The court asks two questions to decide whether or not the defendant directly contributed to the plaintiff's injuries:

  • Were the defendant's acts the cause in fact of the plaintiff's injuries?
  • Were the defendant's acts the proximate cause or legal cause of the plaintiff's injuries?

It's important to determine proximate cause because not everyone who causes an injury is legally liable. A real-life example took place in a 1910 case in the United Kingdom, where a man put poison in a glass of milk with the intent to kill his mother. His mother drank some milk and went to bed, to never wake up. The coroner determined she died of a heart attack and not the poison.

The actual poisoning was not the proximate cause of her death and her son could not be held criminally liable for her death. His mother would have died "but for" her son's poisoning the milk, as it was the heart attack which caused her death.

Another consideration the courts take is the foreseeability of harm. Even if it was considered an accident, a party can be held liable if the injury was foreseeable. If the person could have foreseen harmful consequences and taken action to deter this, then there is foreseeability.

Actual vs Proximate Cause

In order to prove negligence in court, the plaintiff has to prove the defendant's violation of duty was the actual and proximate cause of the injuries, including duty, breach of duty, and damages.

Actual cause, also called cause in fact, is simple to understand.

  • If a bus strikes a car, the bus driver's actions caused the accident.

Proximate cause has to be determined by the law as the primary cause of injury. The injury is the direct result of the proximate cause without which the injury would not exist.

  • It's an action that resulted in foreseeable consequences without anyone intervening.  

The But For Test

There are states who follow the "but for" test to determine proximate cause. The test considers whether the injury would not have occurred but for the defendant's action or carelessness. 

  • A drunk driver weaves through traffic and hits a pedestrian causing serious injuries. The accident would not have happened but for the driver's intoxication. Given his drunk driving actions, it is foreseeable that he could cause injuries to someone.

The Substantial Factor Test

Other states follow the substantial factor test to conclude proximate cause.
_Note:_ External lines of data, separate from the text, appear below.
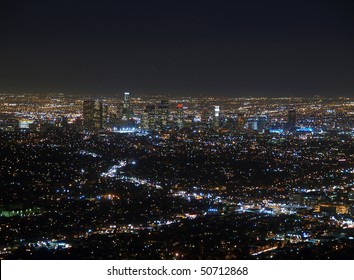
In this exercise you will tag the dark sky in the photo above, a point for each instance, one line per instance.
(234, 48)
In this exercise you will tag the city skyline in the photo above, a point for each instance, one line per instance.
(191, 48)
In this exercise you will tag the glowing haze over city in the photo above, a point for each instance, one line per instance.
(177, 130)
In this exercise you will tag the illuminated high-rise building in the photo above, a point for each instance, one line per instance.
(88, 113)
(127, 112)
(292, 118)
(216, 116)
(148, 117)
(162, 115)
(180, 115)
(262, 122)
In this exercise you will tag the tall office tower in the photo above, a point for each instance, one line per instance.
(88, 113)
(205, 117)
(292, 118)
(262, 122)
(216, 116)
(162, 115)
(180, 115)
(98, 115)
(127, 111)
(240, 123)
(150, 115)
(252, 122)
(105, 116)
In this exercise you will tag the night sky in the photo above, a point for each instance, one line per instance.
(221, 48)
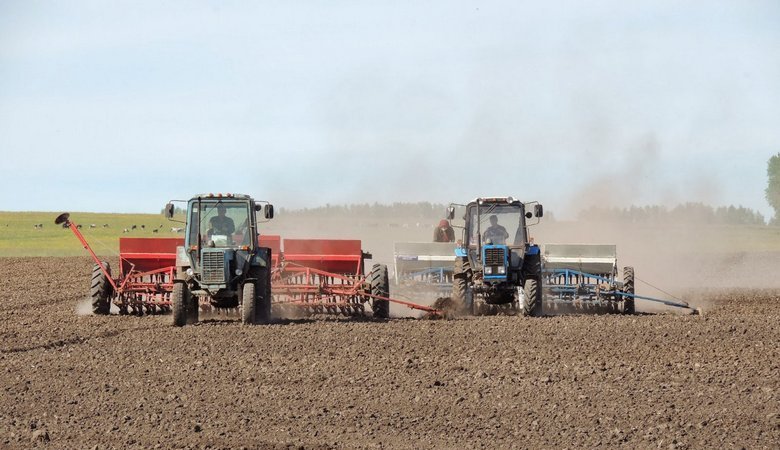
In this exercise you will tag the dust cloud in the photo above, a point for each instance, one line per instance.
(671, 260)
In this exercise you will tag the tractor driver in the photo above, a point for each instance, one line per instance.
(495, 234)
(221, 224)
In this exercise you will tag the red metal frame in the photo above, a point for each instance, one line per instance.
(317, 275)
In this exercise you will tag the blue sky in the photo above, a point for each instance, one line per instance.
(120, 106)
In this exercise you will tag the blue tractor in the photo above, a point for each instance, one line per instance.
(221, 264)
(498, 268)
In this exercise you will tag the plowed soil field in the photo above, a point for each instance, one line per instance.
(645, 381)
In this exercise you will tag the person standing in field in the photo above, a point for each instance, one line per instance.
(444, 232)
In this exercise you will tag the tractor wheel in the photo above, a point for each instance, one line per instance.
(101, 290)
(249, 303)
(629, 288)
(180, 299)
(532, 292)
(193, 307)
(380, 286)
(264, 303)
(461, 277)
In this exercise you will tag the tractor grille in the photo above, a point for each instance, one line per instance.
(494, 256)
(213, 264)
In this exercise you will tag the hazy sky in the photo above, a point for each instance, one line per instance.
(120, 106)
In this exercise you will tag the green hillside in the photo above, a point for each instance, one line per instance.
(19, 237)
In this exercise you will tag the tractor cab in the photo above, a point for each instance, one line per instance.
(221, 255)
(496, 255)
(495, 236)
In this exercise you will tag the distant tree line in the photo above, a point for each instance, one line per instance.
(176, 211)
(697, 213)
(419, 210)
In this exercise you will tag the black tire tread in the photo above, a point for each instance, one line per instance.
(532, 291)
(629, 287)
(380, 285)
(461, 277)
(179, 304)
(100, 290)
(249, 303)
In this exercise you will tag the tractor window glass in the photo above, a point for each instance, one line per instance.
(223, 224)
(498, 224)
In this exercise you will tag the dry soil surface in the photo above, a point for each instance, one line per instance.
(648, 381)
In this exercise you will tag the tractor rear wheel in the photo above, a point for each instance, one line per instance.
(629, 306)
(532, 293)
(180, 303)
(249, 303)
(380, 286)
(264, 304)
(101, 290)
(461, 277)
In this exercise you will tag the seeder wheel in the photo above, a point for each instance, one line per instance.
(628, 287)
(101, 290)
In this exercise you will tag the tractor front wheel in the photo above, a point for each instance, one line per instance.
(101, 290)
(532, 293)
(461, 277)
(380, 287)
(264, 303)
(180, 300)
(249, 303)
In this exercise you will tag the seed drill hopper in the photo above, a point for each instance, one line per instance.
(145, 279)
(329, 276)
(424, 268)
(585, 277)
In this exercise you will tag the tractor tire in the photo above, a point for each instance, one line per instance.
(629, 304)
(380, 286)
(180, 303)
(249, 303)
(193, 307)
(532, 292)
(263, 313)
(101, 290)
(461, 277)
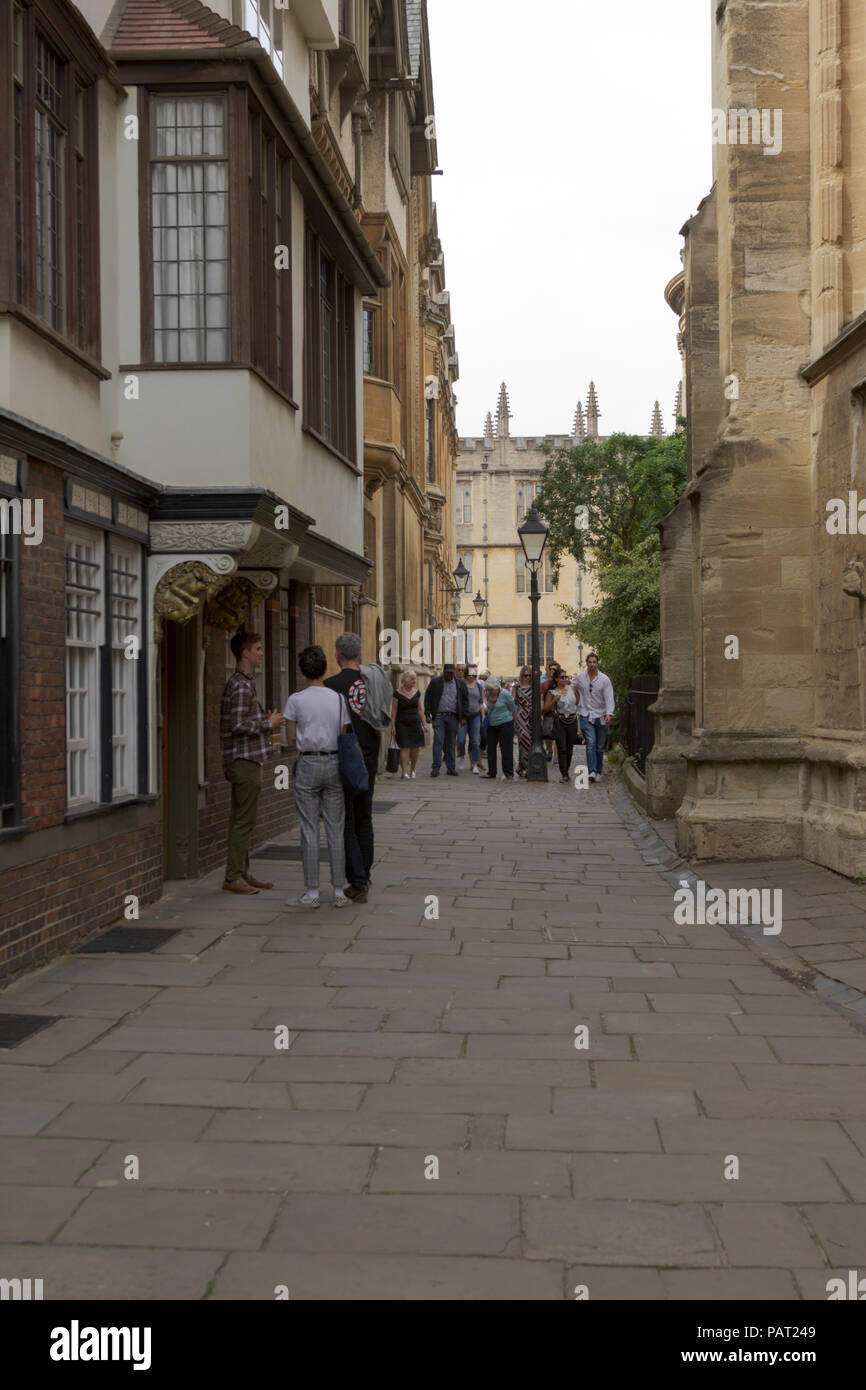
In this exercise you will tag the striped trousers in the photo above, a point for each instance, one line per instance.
(319, 788)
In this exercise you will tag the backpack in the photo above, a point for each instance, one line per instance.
(380, 695)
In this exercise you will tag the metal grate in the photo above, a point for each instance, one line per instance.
(128, 940)
(17, 1027)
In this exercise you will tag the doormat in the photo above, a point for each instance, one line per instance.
(128, 940)
(17, 1027)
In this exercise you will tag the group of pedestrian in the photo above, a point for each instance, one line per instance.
(462, 708)
(355, 701)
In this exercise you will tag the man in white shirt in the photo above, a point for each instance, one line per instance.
(595, 706)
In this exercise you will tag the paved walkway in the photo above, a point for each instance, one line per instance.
(448, 1044)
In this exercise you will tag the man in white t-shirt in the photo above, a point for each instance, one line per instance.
(595, 708)
(314, 720)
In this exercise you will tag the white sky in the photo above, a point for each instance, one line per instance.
(574, 136)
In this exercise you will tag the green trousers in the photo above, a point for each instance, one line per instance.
(245, 779)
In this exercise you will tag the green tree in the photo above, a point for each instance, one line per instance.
(626, 484)
(603, 501)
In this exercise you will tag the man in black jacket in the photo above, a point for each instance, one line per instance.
(445, 702)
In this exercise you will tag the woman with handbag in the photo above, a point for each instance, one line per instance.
(406, 727)
(560, 705)
(316, 719)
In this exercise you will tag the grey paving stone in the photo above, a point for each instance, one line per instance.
(765, 1235)
(769, 1137)
(325, 1069)
(34, 1214)
(277, 1168)
(548, 1045)
(630, 1233)
(573, 1134)
(377, 1044)
(317, 1096)
(484, 1171)
(508, 1070)
(129, 1122)
(84, 1275)
(672, 1023)
(715, 1048)
(338, 1127)
(701, 1178)
(388, 1278)
(428, 1225)
(213, 1094)
(612, 1285)
(21, 1118)
(189, 1221)
(729, 1285)
(453, 1098)
(50, 1162)
(843, 1233)
(129, 1037)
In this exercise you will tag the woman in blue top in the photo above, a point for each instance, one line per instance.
(501, 729)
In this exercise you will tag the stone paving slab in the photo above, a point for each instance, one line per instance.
(449, 1040)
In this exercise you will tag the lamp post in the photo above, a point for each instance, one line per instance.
(533, 535)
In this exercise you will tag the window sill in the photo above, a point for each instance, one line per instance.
(103, 808)
(84, 359)
(210, 366)
(332, 449)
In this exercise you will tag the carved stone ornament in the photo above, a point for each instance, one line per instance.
(854, 578)
(182, 588)
(230, 605)
(199, 535)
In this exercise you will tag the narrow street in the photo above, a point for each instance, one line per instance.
(449, 1043)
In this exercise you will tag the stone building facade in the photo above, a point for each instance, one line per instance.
(185, 266)
(761, 720)
(498, 480)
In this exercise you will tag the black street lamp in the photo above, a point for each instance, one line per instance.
(462, 576)
(533, 535)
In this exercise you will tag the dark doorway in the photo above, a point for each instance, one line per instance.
(180, 749)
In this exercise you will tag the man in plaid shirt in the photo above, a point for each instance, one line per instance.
(245, 738)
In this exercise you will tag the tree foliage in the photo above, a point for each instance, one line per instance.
(626, 484)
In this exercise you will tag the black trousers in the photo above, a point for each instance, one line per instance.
(566, 737)
(357, 834)
(502, 736)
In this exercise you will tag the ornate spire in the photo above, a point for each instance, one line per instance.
(503, 413)
(592, 413)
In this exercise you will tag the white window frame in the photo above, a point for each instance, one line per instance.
(88, 741)
(128, 667)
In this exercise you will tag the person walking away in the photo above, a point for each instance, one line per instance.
(470, 727)
(595, 708)
(352, 683)
(406, 727)
(445, 705)
(560, 702)
(523, 717)
(501, 730)
(245, 740)
(545, 685)
(314, 720)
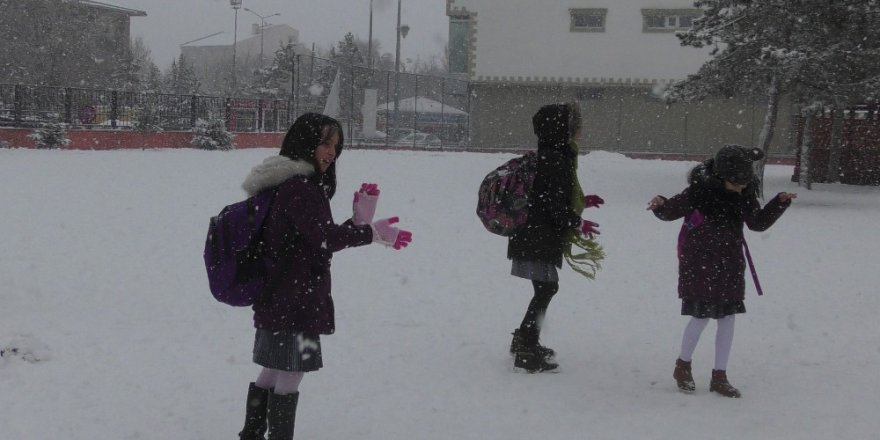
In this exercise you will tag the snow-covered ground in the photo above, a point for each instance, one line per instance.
(104, 296)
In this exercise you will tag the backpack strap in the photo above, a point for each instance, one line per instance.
(752, 268)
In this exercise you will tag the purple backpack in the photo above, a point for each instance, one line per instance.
(232, 251)
(503, 199)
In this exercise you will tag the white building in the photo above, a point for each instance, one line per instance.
(612, 56)
(211, 56)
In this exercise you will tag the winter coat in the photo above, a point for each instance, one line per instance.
(711, 264)
(299, 238)
(544, 236)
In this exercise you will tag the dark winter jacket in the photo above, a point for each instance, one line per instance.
(712, 266)
(299, 238)
(551, 216)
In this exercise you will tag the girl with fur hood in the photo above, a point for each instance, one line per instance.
(299, 238)
(556, 204)
(720, 199)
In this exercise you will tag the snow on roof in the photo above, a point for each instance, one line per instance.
(127, 11)
(422, 105)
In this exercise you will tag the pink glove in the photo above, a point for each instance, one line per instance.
(388, 235)
(593, 201)
(364, 204)
(588, 228)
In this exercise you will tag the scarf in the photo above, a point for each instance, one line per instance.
(587, 261)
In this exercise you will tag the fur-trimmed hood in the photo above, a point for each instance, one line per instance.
(273, 171)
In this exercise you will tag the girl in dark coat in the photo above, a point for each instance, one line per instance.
(299, 238)
(720, 199)
(556, 203)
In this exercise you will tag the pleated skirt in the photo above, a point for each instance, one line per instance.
(287, 351)
(535, 271)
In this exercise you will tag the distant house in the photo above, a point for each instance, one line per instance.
(74, 43)
(211, 56)
(426, 115)
(614, 57)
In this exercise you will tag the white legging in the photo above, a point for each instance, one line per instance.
(723, 339)
(282, 382)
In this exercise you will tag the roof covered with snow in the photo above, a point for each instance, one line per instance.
(422, 105)
(533, 42)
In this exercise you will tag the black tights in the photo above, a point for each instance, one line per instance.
(544, 292)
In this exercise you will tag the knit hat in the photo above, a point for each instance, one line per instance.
(555, 124)
(306, 134)
(733, 163)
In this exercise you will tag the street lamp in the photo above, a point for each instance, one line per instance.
(370, 41)
(236, 5)
(262, 27)
(401, 32)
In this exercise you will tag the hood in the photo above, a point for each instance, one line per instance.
(273, 171)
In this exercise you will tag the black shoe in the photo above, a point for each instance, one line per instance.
(522, 344)
(281, 415)
(532, 362)
(255, 414)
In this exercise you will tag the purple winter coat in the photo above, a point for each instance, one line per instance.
(712, 264)
(299, 238)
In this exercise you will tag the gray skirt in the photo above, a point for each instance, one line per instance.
(535, 271)
(287, 351)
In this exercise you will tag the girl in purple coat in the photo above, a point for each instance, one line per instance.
(721, 197)
(299, 238)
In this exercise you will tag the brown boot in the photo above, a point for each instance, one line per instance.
(721, 386)
(682, 375)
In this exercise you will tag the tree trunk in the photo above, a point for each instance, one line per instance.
(806, 146)
(766, 136)
(833, 173)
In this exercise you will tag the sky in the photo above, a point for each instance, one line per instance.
(105, 301)
(170, 23)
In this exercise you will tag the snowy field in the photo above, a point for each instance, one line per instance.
(110, 332)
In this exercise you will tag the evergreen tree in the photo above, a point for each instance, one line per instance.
(212, 135)
(347, 51)
(147, 118)
(181, 78)
(50, 135)
(778, 47)
(273, 81)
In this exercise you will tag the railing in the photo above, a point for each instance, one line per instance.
(435, 106)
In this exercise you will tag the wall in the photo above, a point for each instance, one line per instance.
(120, 140)
(622, 118)
(508, 32)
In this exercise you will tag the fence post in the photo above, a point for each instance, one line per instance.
(18, 101)
(228, 114)
(193, 107)
(68, 106)
(296, 90)
(443, 111)
(114, 107)
(260, 115)
(416, 110)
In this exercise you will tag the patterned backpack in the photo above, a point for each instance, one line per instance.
(503, 199)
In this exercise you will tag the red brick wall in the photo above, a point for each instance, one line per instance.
(859, 151)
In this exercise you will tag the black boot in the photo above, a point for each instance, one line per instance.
(282, 416)
(525, 341)
(532, 362)
(255, 414)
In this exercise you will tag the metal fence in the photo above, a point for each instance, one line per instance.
(434, 111)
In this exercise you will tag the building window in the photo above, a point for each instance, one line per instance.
(459, 44)
(668, 20)
(588, 20)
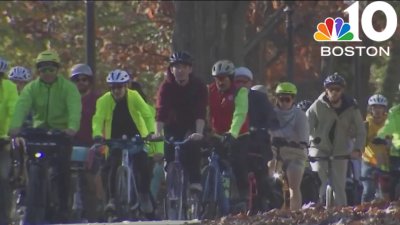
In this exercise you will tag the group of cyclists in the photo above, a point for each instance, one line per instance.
(231, 108)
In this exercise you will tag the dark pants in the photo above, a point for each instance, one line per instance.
(189, 156)
(140, 166)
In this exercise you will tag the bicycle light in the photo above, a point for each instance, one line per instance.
(276, 175)
(38, 155)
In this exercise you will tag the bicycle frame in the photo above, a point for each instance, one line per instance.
(216, 192)
(182, 181)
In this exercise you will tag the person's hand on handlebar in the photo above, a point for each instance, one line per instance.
(69, 132)
(196, 136)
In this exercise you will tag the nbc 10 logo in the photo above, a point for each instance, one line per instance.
(336, 30)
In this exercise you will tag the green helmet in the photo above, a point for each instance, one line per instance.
(286, 88)
(48, 56)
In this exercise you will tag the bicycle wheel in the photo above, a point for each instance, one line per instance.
(174, 199)
(209, 196)
(329, 199)
(123, 194)
(36, 195)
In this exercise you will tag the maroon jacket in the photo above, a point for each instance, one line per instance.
(179, 107)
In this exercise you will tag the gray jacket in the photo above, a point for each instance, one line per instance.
(335, 129)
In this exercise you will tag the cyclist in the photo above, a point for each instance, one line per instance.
(261, 114)
(181, 111)
(82, 76)
(335, 118)
(304, 105)
(8, 98)
(294, 131)
(119, 112)
(391, 133)
(375, 158)
(55, 104)
(21, 76)
(228, 107)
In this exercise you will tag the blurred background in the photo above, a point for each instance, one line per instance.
(273, 38)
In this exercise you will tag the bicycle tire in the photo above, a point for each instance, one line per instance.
(122, 194)
(329, 199)
(36, 196)
(174, 201)
(193, 206)
(209, 197)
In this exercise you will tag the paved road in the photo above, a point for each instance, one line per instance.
(164, 222)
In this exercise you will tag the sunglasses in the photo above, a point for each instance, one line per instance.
(332, 89)
(284, 99)
(47, 69)
(114, 87)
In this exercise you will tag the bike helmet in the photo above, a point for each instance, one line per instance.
(223, 67)
(81, 69)
(19, 73)
(377, 99)
(3, 65)
(48, 56)
(180, 57)
(286, 88)
(118, 76)
(334, 79)
(260, 88)
(304, 105)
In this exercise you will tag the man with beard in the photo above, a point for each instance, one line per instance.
(335, 118)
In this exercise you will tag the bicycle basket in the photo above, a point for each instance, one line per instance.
(79, 153)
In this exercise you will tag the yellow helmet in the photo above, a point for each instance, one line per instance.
(48, 56)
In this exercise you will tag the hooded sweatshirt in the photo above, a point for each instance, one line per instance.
(293, 125)
(335, 127)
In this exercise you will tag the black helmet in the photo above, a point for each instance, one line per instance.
(304, 105)
(180, 57)
(334, 79)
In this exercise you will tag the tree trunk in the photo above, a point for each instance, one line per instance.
(210, 31)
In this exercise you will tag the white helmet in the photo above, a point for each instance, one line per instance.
(260, 88)
(118, 76)
(81, 69)
(3, 65)
(223, 67)
(19, 73)
(377, 100)
(244, 71)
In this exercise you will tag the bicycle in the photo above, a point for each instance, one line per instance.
(78, 160)
(126, 195)
(216, 183)
(42, 148)
(181, 203)
(329, 198)
(17, 183)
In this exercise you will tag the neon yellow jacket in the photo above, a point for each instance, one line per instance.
(392, 128)
(8, 98)
(138, 108)
(53, 106)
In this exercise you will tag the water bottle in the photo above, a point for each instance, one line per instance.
(226, 184)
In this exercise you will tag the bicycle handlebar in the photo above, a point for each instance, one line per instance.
(328, 158)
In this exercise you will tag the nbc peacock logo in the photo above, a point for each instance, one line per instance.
(333, 30)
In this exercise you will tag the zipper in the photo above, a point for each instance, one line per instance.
(47, 107)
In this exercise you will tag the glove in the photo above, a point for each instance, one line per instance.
(379, 141)
(227, 140)
(278, 142)
(98, 139)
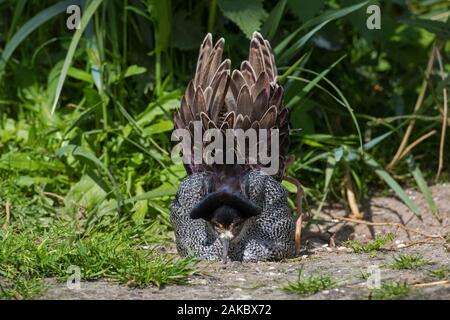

If the defendant's act was a substantial factor in the injury, then he will be held liable for the injuries, unless he has a good defense to rebut the claims. A substantial factor contributes materially to the injury; the actions continue until the moment of injury.

  • A distracted driver crashes into a truck carrying explosives causing the explosives to explode and kill the truck driver. The distractive driving is the substantial factor in the accident and these actions continue until the explosion.

Causation

Causation is when one variable affects the other and at times the first variable can cause the second one to exist. In legal cases, causation is investigated to determine whether a defendant's actions or lack thereof caused someone else harm. 

There are two kinds of causation in criminal cases:

  • Factual causation uses the but for test to determine causation. It requires one question to determine causation: But for the defendants' actions would the injury occur?

Sometimes factual causation is not enough for the plaintiff to win a case, and legal causation is also brought into consideration.

  • Legal causation is when the plaintiff has to prove that his injury was directly caused by the defendant's actions. This extra consideration is taken because proving factual causation can be complex.